Для характеристики языковой личности важно осознание своего языкового поведения, которое проявляется в оценке своего и чужого. Описание этих характеристик составляет одну из насущных задач в этой области. Известный исследователь конфессиональной культуры С.Е.Никитина замечает: «Языковое самосознание можно считать частью языкового сознания, его верхним автономным слоем. Если объектом языкового сознания является весь универсум, то объектом языкового самосознания – язык в целом и его отдельные элементы, языковое поведение и его продукт – тексты» [Никитина 1993:9]. Следовательно, рассмотрение структуры метатекста и его объяснение с позиции языковой и культурной ситуации может вывести нас к определению элементов языкового сознания, являющихся неотъемлемыми свойствами этнотипов[3]. В этой связи интересен недавний опыт по созданию «Энциклопедии русской души» [Зализняк, Левонтина, Шмелев 1995:53], где семантика отдельных слов воспринимается сквозь призму идеи национального характера. Источником такого исследования стали «единицы словаря, наиболее ярко отражающие особенности русского видения мира» [там же:53].
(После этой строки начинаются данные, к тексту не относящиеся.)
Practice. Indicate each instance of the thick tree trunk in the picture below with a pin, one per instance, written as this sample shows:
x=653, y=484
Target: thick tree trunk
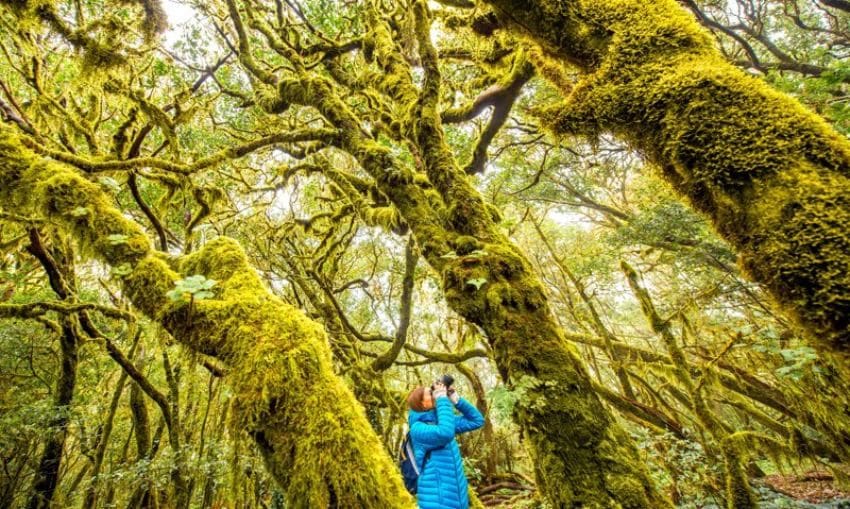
x=47, y=473
x=773, y=177
x=584, y=457
x=314, y=435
Весьма интересные и перспективные идеи в области этнологии языка находим у С.М.Толстой, не раз выступавшей в научной печати по многим актуальным проблемам современного языкознания. Так, тезис о «географическом пространстве культуры», вмещающий в себя в том числе и карту как «культурный ландшафт», во многом показателен при изучении конфессиональной среды, несомненно, обладавшей своим «пространством культуры». «Конечно, - пишет С.М.Толстая, - язык устойчивее, чем «содержательные» формы культуры, он менее зависим от времени, но и культура в ее «клишированных» формах, с одной стороны, и в ее глубинных моделях, с другой, также обладает немалой сопротивляемостью внешним изменениям» [Толстая 1995:4]. Здесь же ученый пересказывает любопытный эпизод, свидетельствующий и о самой культуре изучения «географического ландшафта»: «Говорят, что известный антрополог, исследователь Русского Севера М.В.Витов во время экспедиций, входя в крестьянскую избу, прежде всего смотрел, как в ней расположен стол в красном углу (вдоль стен или под углом к ним), и по этому признаку безошибочно определял, к какому потоку колонизации – новгородскому или низовскому – относится местное население» [там же:2].